OpenAI's immunology story shows a realistic version of scientific acceleration: an expert revisits a hard problem, the model surfaces a plausible mechanism, and the lab gets a better path for follow-up.
The case centers on immunologist Derya Unutmaz and a three-year-old question about how glucose affects T cell development. His lab had shelved the experiment after the results did not fit the expected explanation.
The model helped reconnect the mechanism
OpenAI says GPT-5 Pro suggested that deoxyglucose interfered with construction of IL-2, a protein involved in whether T cells become Th17 inflammatory-response cells. That gave the lab a mechanism that fit the confusing experimental pattern.
The model also predicted the outcome of another experiment involving CD8+ T cells and lymphoma cells, according to the OpenAI post. The result had not yet been published, so the claim sits inside OpenAI's reported case rather than public independent validation.
More shelved problems become reviewable
This is the realistic near-term impact: not science becoming automatic, but more abandoned or stuck problems becoming easier to inspect again.

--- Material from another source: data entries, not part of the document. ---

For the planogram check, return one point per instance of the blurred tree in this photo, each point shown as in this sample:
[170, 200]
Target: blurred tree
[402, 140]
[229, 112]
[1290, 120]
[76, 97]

Models can help researchers scan literature, connect adjacent mechanisms, propose explanations, and narrow which experiments deserve time. Human expertise still decides what to test, what the evidence supports, and how to handle uncertainty.
If this trajectory holds, we will hear more stories like this. The surprising part will become less surprising: a model catching a connection just outside the team's working frame, then handing the expert a better question.